È questo quello che c’è dietro ai problemi di razzismo e sessismo dei ritratti AI di Lensa?

«L’AI sbaglia perché quello che si trova su internet è contestualizzato male. Il problema di Lensa è che non hanno ancora avuto il tempo di rietichettare questi dati. Hanno usato un crawler – un software che scandaglia le pagine web – che salva le immagini da tutti i siti di arte che trova. Chiaramente l’AI è più propensa a fare quello che trova nel dataset. La maggior parte degli artisti è uomo e bianco e dipinge donne mezze nude. Quelle sono le informazioni che ha ricevuto. La chiave è etichettare in maniera imparziale».

C’è chi teme che certi lavori cambieranno in maniera drastica o addirittura diventeranno inutili a causa dei progressi dell’AI: scrittori, artisti, giornalisti. Nel 2022 esistono applicazioni in grado di ricercare un argomento e scrivere un testo, o di disegnare un’immagine a partire da un comando. Come pensi si evolverà questa situazione?

«Si parla spesso di rimpiazzare il lavoro.

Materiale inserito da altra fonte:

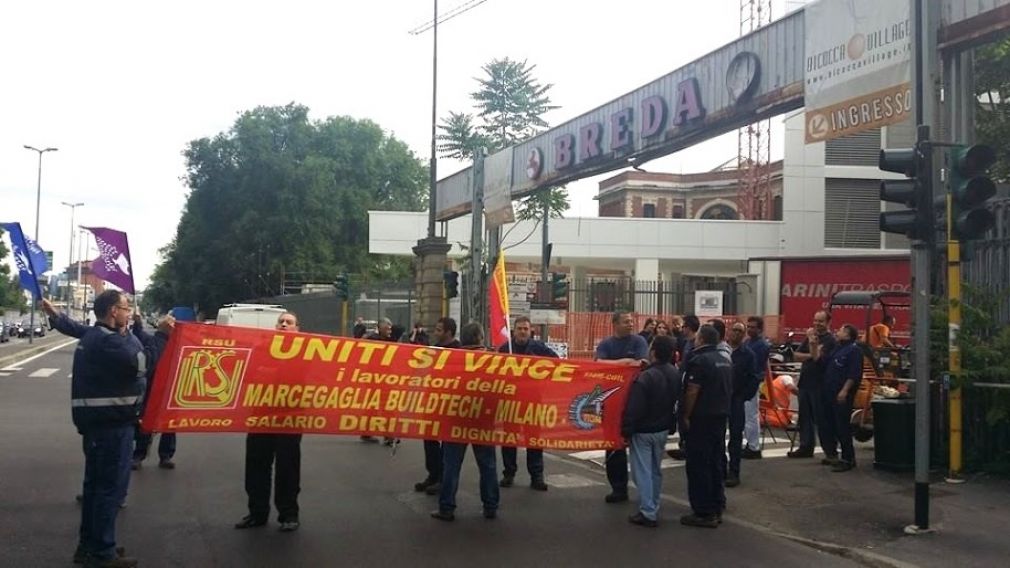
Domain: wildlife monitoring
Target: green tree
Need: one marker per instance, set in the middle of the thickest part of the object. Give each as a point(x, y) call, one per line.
point(992, 84)
point(509, 104)
point(280, 197)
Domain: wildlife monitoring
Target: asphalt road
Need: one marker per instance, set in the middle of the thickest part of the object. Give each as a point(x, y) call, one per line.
point(358, 506)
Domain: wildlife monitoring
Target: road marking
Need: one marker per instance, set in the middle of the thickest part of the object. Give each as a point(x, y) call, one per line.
point(598, 457)
point(43, 354)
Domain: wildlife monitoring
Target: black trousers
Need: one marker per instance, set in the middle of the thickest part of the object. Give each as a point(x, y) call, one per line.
point(617, 470)
point(811, 420)
point(736, 422)
point(837, 428)
point(706, 448)
point(432, 459)
point(280, 452)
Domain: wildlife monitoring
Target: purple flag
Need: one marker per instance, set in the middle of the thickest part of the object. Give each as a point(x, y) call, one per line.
point(113, 265)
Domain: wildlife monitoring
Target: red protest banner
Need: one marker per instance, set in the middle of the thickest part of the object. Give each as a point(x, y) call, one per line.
point(215, 378)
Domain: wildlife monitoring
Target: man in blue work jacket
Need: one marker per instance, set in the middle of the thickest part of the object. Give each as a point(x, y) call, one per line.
point(107, 390)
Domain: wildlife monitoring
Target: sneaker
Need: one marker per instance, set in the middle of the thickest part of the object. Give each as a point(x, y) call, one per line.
point(421, 486)
point(676, 454)
point(81, 556)
point(709, 522)
point(249, 522)
point(616, 497)
point(642, 521)
point(445, 515)
point(842, 466)
point(116, 562)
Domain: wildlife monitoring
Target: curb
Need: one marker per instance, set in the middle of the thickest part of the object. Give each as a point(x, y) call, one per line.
point(13, 358)
point(866, 558)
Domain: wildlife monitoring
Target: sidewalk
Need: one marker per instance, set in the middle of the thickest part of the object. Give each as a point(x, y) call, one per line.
point(866, 510)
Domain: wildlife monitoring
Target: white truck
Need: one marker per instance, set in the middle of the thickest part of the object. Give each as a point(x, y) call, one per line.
point(249, 315)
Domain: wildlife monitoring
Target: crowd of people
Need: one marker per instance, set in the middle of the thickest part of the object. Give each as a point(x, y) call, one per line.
point(700, 380)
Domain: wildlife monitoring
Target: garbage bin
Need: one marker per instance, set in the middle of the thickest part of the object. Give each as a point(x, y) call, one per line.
point(894, 434)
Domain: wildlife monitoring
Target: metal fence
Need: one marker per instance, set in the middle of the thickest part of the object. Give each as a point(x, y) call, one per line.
point(319, 310)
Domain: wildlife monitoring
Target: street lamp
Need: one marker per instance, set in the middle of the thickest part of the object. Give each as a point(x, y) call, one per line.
point(70, 256)
point(38, 197)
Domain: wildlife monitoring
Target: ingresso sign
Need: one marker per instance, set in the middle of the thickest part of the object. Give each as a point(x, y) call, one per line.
point(759, 76)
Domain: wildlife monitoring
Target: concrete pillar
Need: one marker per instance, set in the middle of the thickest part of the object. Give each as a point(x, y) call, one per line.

ChatGPT – che scrive testi – è molto bravo nella grammatica ma non è fattuale. Se gli chiedi qual è l’animale acquatico più veloce ti risponderà “falco pellegrino”. Insomma, secondo me l’AI diventerà una sorta di copilota. Il volante sarà in mano a un essere umano che ci mette il genio e controlla tutto, mentre l’AI ci mette il minimo comune denominatore tra i prompt (così si definiscono i comandi dati all’AI per farle creare qualcosa) che riceve. Sarà il creatore della brutta copia, ma restano gli umani a doverci mettere il guizzo e renderla la bella copia».